Am 10. April 2012 bat der Kläger um eine nochmalige Prüfung des Sachverhalts. Er wiederholte diese Bitte am 25. Mai 2012 und bat um Offenlegung der Berechnungsgrundlagen für die Entscheidung.

Mit Schreiben vom 6. Juni 2012 ergänzte der Beklagte, dass eine volle Kostenübernahme für eine Assistenzkraft im Rahmen der Vorschrift des § 27 SchwbAV nicht vorgesehen sei.
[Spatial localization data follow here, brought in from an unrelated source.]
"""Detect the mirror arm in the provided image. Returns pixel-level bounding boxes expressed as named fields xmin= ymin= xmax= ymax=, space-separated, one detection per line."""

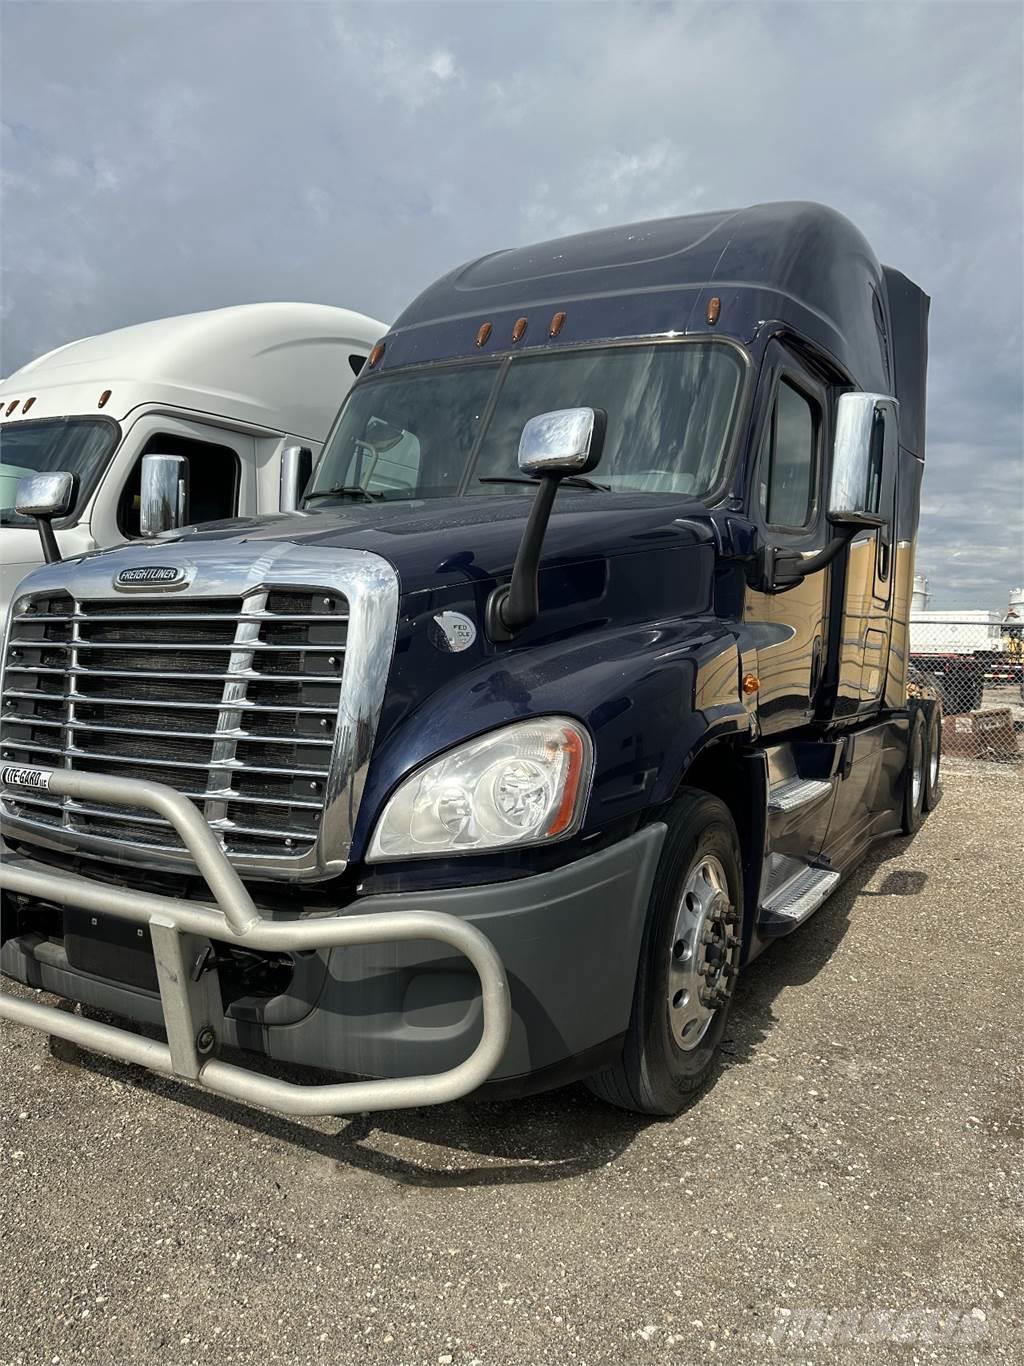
xmin=764 ymin=517 xmax=882 ymax=591
xmin=485 ymin=475 xmax=560 ymax=641
xmin=34 ymin=516 xmax=61 ymax=565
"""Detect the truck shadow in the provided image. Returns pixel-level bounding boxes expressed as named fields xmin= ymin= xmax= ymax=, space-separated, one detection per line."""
xmin=60 ymin=835 xmax=925 ymax=1188
xmin=720 ymin=834 xmax=927 ymax=1072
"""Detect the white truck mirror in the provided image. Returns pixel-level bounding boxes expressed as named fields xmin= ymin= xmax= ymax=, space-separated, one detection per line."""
xmin=279 ymin=444 xmax=313 ymax=513
xmin=140 ymin=453 xmax=189 ymax=537
xmin=15 ymin=471 xmax=74 ymax=564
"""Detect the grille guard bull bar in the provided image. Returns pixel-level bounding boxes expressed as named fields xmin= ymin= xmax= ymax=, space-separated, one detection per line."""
xmin=0 ymin=768 xmax=512 ymax=1116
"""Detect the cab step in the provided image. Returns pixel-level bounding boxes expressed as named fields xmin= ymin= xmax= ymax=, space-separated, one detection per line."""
xmin=767 ymin=777 xmax=833 ymax=814
xmin=757 ymin=858 xmax=841 ymax=937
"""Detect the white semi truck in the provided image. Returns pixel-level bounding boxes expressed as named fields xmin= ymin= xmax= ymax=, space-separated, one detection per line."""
xmin=0 ymin=302 xmax=385 ymax=619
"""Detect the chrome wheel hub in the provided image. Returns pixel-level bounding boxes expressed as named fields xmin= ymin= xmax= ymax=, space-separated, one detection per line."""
xmin=912 ymin=733 xmax=924 ymax=808
xmin=668 ymin=854 xmax=740 ymax=1052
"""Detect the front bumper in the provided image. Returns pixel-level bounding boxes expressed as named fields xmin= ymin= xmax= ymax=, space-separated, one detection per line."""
xmin=1 ymin=768 xmax=665 ymax=1113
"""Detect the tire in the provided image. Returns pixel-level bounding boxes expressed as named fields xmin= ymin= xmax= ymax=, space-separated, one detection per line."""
xmin=923 ymin=705 xmax=942 ymax=811
xmin=901 ymin=709 xmax=926 ymax=835
xmin=586 ymin=790 xmax=743 ymax=1117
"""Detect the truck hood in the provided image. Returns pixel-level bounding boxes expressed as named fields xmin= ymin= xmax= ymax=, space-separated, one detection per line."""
xmin=152 ymin=492 xmax=717 ymax=595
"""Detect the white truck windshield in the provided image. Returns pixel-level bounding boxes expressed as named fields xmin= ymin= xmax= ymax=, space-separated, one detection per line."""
xmin=307 ymin=342 xmax=744 ymax=504
xmin=0 ymin=417 xmax=120 ymax=524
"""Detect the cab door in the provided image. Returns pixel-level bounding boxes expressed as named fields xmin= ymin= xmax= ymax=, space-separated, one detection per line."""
xmin=743 ymin=341 xmax=831 ymax=736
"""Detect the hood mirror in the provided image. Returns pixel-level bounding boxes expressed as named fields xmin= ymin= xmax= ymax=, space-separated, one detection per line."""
xmin=16 ymin=470 xmax=74 ymax=564
xmin=518 ymin=407 xmax=604 ymax=478
xmin=487 ymin=407 xmax=607 ymax=642
xmin=140 ymin=453 xmax=189 ymax=537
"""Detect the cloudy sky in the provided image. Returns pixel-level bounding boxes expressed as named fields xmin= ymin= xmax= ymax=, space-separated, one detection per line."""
xmin=2 ymin=0 xmax=1020 ymax=607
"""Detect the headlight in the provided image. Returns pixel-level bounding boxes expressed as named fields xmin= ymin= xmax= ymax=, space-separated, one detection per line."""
xmin=366 ymin=717 xmax=593 ymax=861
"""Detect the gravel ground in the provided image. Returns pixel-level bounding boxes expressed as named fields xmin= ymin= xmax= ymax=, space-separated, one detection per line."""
xmin=1 ymin=767 xmax=1021 ymax=1365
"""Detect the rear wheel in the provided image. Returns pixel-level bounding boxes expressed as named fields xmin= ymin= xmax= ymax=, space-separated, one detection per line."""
xmin=586 ymin=790 xmax=743 ymax=1116
xmin=901 ymin=709 xmax=926 ymax=835
xmin=923 ymin=705 xmax=942 ymax=811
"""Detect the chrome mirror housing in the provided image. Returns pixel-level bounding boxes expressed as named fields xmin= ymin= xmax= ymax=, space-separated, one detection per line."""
xmin=16 ymin=471 xmax=75 ymax=564
xmin=279 ymin=444 xmax=313 ymax=514
xmin=518 ymin=407 xmax=604 ymax=477
xmin=830 ymin=392 xmax=898 ymax=524
xmin=140 ymin=453 xmax=189 ymax=537
xmin=15 ymin=470 xmax=74 ymax=520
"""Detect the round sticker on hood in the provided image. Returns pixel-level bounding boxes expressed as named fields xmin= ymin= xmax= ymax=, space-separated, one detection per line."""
xmin=430 ymin=610 xmax=477 ymax=653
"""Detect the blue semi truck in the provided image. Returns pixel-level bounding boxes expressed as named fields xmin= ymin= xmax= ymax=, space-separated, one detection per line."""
xmin=0 ymin=202 xmax=939 ymax=1116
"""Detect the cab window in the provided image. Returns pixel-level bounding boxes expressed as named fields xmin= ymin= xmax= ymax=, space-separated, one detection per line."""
xmin=118 ymin=434 xmax=239 ymax=536
xmin=761 ymin=379 xmax=819 ymax=530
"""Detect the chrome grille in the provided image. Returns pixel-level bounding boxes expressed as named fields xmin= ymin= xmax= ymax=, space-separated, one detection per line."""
xmin=1 ymin=588 xmax=349 ymax=864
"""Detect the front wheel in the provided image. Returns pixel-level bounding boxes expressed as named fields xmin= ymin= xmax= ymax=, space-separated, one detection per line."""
xmin=586 ymin=790 xmax=743 ymax=1116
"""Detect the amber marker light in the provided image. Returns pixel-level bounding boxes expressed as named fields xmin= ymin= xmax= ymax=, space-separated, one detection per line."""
xmin=367 ymin=342 xmax=385 ymax=368
xmin=742 ymin=672 xmax=760 ymax=696
xmin=706 ymin=296 xmax=721 ymax=325
xmin=511 ymin=317 xmax=528 ymax=343
xmin=549 ymin=311 xmax=566 ymax=338
xmin=22 ymin=397 xmax=36 ymax=413
xmin=475 ymin=321 xmax=492 ymax=348
xmin=545 ymin=725 xmax=588 ymax=838
xmin=5 ymin=400 xmax=18 ymax=416
xmin=98 ymin=389 xmax=112 ymax=408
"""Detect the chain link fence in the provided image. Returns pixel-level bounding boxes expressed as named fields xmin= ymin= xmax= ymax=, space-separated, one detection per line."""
xmin=909 ymin=616 xmax=1023 ymax=766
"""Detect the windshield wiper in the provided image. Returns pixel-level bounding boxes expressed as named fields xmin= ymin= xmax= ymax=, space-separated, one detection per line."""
xmin=304 ymin=484 xmax=384 ymax=504
xmin=478 ymin=475 xmax=610 ymax=492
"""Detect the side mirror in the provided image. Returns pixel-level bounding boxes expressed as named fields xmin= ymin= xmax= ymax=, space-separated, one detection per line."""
xmin=518 ymin=407 xmax=605 ymax=477
xmin=16 ymin=471 xmax=74 ymax=564
xmin=829 ymin=392 xmax=898 ymax=525
xmin=279 ymin=444 xmax=313 ymax=514
xmin=140 ymin=453 xmax=189 ymax=537
xmin=487 ymin=407 xmax=607 ymax=641
xmin=758 ymin=391 xmax=897 ymax=593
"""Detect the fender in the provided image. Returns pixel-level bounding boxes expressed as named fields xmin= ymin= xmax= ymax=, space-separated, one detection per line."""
xmin=352 ymin=573 xmax=751 ymax=861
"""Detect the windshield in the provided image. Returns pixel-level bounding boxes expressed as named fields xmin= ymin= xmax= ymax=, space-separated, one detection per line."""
xmin=0 ymin=417 xmax=120 ymax=525
xmin=307 ymin=342 xmax=744 ymax=505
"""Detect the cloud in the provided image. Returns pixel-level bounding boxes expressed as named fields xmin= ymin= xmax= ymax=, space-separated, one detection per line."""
xmin=331 ymin=14 xmax=460 ymax=110
xmin=1 ymin=0 xmax=1020 ymax=607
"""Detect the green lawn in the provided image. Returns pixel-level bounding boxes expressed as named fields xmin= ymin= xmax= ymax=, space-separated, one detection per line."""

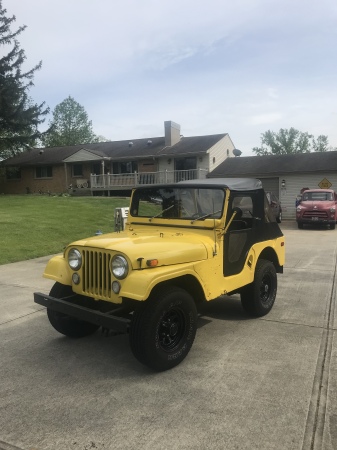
xmin=0 ymin=195 xmax=131 ymax=265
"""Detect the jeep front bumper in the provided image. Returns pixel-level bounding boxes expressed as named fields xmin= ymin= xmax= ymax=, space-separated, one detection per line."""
xmin=34 ymin=292 xmax=130 ymax=333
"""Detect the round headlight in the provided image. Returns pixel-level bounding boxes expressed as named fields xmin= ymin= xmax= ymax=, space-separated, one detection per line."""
xmin=68 ymin=248 xmax=82 ymax=270
xmin=111 ymin=255 xmax=128 ymax=279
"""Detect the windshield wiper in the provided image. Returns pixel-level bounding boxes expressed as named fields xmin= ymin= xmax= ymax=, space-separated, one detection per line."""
xmin=149 ymin=204 xmax=175 ymax=221
xmin=191 ymin=210 xmax=221 ymax=223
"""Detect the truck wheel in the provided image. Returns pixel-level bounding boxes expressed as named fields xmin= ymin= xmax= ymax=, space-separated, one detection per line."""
xmin=330 ymin=222 xmax=336 ymax=230
xmin=47 ymin=282 xmax=99 ymax=338
xmin=297 ymin=222 xmax=303 ymax=229
xmin=276 ymin=212 xmax=282 ymax=223
xmin=240 ymin=259 xmax=277 ymax=317
xmin=129 ymin=286 xmax=197 ymax=371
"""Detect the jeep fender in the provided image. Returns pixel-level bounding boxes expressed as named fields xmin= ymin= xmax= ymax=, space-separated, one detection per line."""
xmin=120 ymin=263 xmax=205 ymax=301
xmin=43 ymin=254 xmax=72 ymax=285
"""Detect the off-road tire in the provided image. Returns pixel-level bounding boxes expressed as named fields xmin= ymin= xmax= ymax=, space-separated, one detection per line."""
xmin=330 ymin=222 xmax=336 ymax=230
xmin=129 ymin=286 xmax=197 ymax=371
xmin=297 ymin=222 xmax=304 ymax=229
xmin=240 ymin=259 xmax=277 ymax=317
xmin=47 ymin=282 xmax=100 ymax=338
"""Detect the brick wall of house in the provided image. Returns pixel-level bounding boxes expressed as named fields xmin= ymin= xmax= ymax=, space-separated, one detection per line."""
xmin=0 ymin=165 xmax=68 ymax=194
xmin=0 ymin=164 xmax=94 ymax=195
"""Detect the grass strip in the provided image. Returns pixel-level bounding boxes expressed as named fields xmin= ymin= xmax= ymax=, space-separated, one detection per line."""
xmin=0 ymin=195 xmax=131 ymax=265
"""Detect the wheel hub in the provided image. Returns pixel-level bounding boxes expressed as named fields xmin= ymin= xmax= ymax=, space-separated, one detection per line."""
xmin=260 ymin=276 xmax=271 ymax=303
xmin=158 ymin=309 xmax=185 ymax=351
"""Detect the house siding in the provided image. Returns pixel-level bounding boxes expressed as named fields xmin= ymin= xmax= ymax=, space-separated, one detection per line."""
xmin=208 ymin=135 xmax=234 ymax=172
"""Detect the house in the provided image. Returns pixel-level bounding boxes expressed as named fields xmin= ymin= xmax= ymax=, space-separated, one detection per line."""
xmin=208 ymin=151 xmax=337 ymax=219
xmin=0 ymin=121 xmax=235 ymax=195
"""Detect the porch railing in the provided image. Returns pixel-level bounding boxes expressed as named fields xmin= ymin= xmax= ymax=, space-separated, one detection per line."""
xmin=90 ymin=169 xmax=208 ymax=189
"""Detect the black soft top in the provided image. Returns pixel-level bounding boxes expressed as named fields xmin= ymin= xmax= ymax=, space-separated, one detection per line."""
xmin=179 ymin=178 xmax=262 ymax=191
xmin=135 ymin=178 xmax=262 ymax=191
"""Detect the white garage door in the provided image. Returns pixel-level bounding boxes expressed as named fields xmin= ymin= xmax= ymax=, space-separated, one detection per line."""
xmin=260 ymin=178 xmax=280 ymax=197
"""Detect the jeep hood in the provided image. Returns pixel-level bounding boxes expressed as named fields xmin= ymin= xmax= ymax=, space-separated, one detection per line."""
xmin=70 ymin=230 xmax=212 ymax=267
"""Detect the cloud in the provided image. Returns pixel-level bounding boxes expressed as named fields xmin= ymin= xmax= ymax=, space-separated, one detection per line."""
xmin=248 ymin=113 xmax=283 ymax=126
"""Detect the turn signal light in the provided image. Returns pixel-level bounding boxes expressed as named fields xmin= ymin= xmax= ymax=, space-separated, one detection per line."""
xmin=146 ymin=259 xmax=158 ymax=267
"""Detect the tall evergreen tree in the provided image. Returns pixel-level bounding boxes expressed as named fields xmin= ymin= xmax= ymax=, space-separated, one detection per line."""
xmin=0 ymin=1 xmax=49 ymax=158
xmin=42 ymin=96 xmax=98 ymax=147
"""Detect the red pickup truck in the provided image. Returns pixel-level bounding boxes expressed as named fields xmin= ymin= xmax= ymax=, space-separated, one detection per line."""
xmin=296 ymin=189 xmax=337 ymax=229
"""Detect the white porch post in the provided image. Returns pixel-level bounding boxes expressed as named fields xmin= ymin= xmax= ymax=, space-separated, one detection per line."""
xmin=102 ymin=160 xmax=105 ymax=188
xmin=64 ymin=163 xmax=68 ymax=191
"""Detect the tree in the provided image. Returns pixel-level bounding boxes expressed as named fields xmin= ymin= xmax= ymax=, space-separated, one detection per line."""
xmin=312 ymin=135 xmax=329 ymax=152
xmin=0 ymin=1 xmax=49 ymax=159
xmin=252 ymin=128 xmax=332 ymax=155
xmin=42 ymin=96 xmax=98 ymax=147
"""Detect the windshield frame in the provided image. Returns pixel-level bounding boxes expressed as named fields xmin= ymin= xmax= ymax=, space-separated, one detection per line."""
xmin=130 ymin=186 xmax=226 ymax=222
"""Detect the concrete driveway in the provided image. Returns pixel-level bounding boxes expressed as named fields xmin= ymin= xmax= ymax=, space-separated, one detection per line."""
xmin=0 ymin=222 xmax=336 ymax=450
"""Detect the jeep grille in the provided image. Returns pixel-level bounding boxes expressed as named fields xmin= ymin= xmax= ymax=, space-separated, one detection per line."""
xmin=82 ymin=250 xmax=112 ymax=298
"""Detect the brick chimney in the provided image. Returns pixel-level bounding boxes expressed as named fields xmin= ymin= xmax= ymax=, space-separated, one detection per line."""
xmin=164 ymin=121 xmax=181 ymax=147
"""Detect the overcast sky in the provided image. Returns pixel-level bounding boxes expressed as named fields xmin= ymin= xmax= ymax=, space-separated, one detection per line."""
xmin=5 ymin=0 xmax=337 ymax=155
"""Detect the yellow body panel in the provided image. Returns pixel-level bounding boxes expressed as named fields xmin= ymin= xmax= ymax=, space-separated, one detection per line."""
xmin=43 ymin=254 xmax=72 ymax=285
xmin=43 ymin=231 xmax=284 ymax=304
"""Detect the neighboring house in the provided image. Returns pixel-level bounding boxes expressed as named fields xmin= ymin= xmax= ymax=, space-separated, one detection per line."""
xmin=208 ymin=151 xmax=337 ymax=219
xmin=0 ymin=121 xmax=235 ymax=195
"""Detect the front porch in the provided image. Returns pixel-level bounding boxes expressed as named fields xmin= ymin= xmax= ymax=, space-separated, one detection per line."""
xmin=89 ymin=168 xmax=208 ymax=194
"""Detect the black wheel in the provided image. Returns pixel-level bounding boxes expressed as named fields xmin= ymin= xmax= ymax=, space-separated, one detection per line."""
xmin=330 ymin=222 xmax=335 ymax=230
xmin=297 ymin=222 xmax=303 ymax=229
xmin=276 ymin=212 xmax=282 ymax=223
xmin=47 ymin=282 xmax=100 ymax=338
xmin=129 ymin=286 xmax=197 ymax=371
xmin=240 ymin=259 xmax=277 ymax=317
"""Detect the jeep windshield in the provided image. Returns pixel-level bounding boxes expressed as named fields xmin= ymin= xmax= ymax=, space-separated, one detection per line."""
xmin=130 ymin=186 xmax=225 ymax=220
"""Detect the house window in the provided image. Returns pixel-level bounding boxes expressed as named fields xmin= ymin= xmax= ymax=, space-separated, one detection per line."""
xmin=72 ymin=164 xmax=83 ymax=177
xmin=6 ymin=167 xmax=21 ymax=180
xmin=36 ymin=166 xmax=52 ymax=178
xmin=174 ymin=157 xmax=197 ymax=181
xmin=91 ymin=163 xmax=101 ymax=175
xmin=113 ymin=161 xmax=138 ymax=174
xmin=175 ymin=157 xmax=196 ymax=171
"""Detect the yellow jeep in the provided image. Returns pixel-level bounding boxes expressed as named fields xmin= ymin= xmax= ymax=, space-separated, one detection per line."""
xmin=34 ymin=178 xmax=285 ymax=371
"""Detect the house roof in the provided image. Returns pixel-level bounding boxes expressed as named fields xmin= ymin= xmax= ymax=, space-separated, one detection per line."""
xmin=2 ymin=133 xmax=228 ymax=167
xmin=157 ymin=134 xmax=227 ymax=156
xmin=208 ymin=151 xmax=337 ymax=177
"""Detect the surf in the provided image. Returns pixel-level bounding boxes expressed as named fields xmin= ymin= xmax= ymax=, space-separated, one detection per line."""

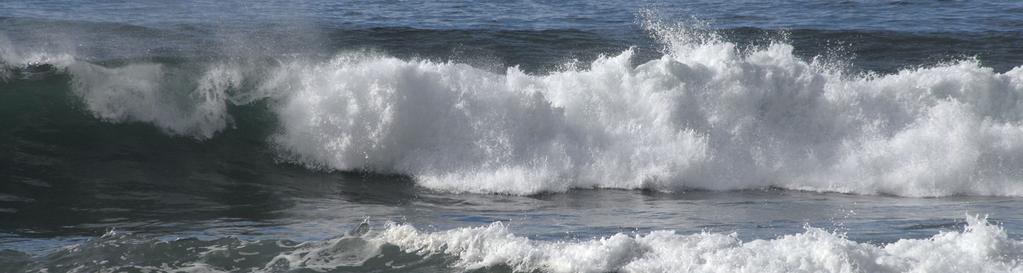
xmin=2 ymin=20 xmax=1023 ymax=197
xmin=4 ymin=215 xmax=1020 ymax=273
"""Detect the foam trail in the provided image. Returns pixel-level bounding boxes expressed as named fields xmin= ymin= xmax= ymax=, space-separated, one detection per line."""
xmin=261 ymin=52 xmax=710 ymax=194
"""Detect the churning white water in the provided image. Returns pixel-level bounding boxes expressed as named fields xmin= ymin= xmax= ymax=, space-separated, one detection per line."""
xmin=257 ymin=215 xmax=1021 ymax=273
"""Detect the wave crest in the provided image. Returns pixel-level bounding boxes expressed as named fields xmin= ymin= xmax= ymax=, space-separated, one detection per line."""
xmin=374 ymin=215 xmax=1022 ymax=273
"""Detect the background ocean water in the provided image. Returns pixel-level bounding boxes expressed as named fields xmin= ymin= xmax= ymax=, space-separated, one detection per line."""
xmin=2 ymin=1 xmax=1023 ymax=272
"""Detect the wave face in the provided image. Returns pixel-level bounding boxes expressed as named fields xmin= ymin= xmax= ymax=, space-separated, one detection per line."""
xmin=3 ymin=21 xmax=1023 ymax=197
xmin=4 ymin=216 xmax=1020 ymax=273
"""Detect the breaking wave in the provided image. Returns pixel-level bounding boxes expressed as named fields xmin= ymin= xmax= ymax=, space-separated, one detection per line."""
xmin=3 ymin=20 xmax=1023 ymax=196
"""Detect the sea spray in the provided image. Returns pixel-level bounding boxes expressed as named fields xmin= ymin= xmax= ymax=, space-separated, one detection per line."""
xmin=262 ymin=42 xmax=1023 ymax=196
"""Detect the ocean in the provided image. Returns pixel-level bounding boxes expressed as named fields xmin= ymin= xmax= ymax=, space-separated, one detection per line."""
xmin=2 ymin=1 xmax=1023 ymax=272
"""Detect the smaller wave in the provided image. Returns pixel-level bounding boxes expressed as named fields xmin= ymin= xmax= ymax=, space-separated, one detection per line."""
xmin=5 ymin=216 xmax=1020 ymax=273
xmin=376 ymin=215 xmax=1022 ymax=273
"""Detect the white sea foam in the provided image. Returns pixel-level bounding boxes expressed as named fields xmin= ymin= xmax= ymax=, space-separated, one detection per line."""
xmin=262 ymin=236 xmax=386 ymax=271
xmin=260 ymin=41 xmax=1023 ymax=196
xmin=257 ymin=215 xmax=1015 ymax=273
xmin=4 ymin=22 xmax=1023 ymax=196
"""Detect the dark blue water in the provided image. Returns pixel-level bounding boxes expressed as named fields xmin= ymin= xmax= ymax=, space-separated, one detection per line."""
xmin=5 ymin=0 xmax=1022 ymax=32
xmin=2 ymin=1 xmax=1023 ymax=272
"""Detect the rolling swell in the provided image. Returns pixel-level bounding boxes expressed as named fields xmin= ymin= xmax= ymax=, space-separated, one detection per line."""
xmin=3 ymin=22 xmax=1023 ymax=197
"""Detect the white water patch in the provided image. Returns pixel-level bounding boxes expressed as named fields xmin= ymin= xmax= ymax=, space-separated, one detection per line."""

Man habe sich hier aufgrund der Schwere der Behinderung bei der Ermessensausübung im Rahmen des § 27 SchwbAV an § 17 SchwbAV angelehnt. § 17 SchwbAV betreffe eine direkte Förderung an den schwerbehinderten Menschen, wobei die maximale Regelförderung nach den geltenden Empfehlungen 1.100,00 Euro betrage - diese Förderung übersteige die Fördersätze für Leistungen an den Arbeitgeber erheblich.

Am 22. Juni 2012 nahm der Kläger erneut Stellung und wies darauf hin, dass § 27 SchwbAV keine Begrenzung der Zuschusshöhe vorsehe, vielmehr sei gem. §§ 27 Abs. 3 i. V. m. 26 Abs. 2 SchwbAV auf den Einzelfall abzustellen. Da die ermessensleitenden Empfehlungen, welche der Entscheidung zugrunde lägen, nicht mitgeteilt worden seien, habe der Beklagte gegen die Begründungspflicht des § 35 SGB X verstoßen.

Mit Schreiben vom 30. Juli 2012 teilte der Beklagte nochmals mit, dass eine volle Kostenübernahme nicht möglich sei. Die Ermessensentscheidung erfolge in der Regel anhand interner Empfehlungen, um Ungleichbehandlungen zu vermeiden. Von den Empfehlungen werde im Einzelfall abgewichen, wenn es erforderlich sei. Dies sei hier geschehen.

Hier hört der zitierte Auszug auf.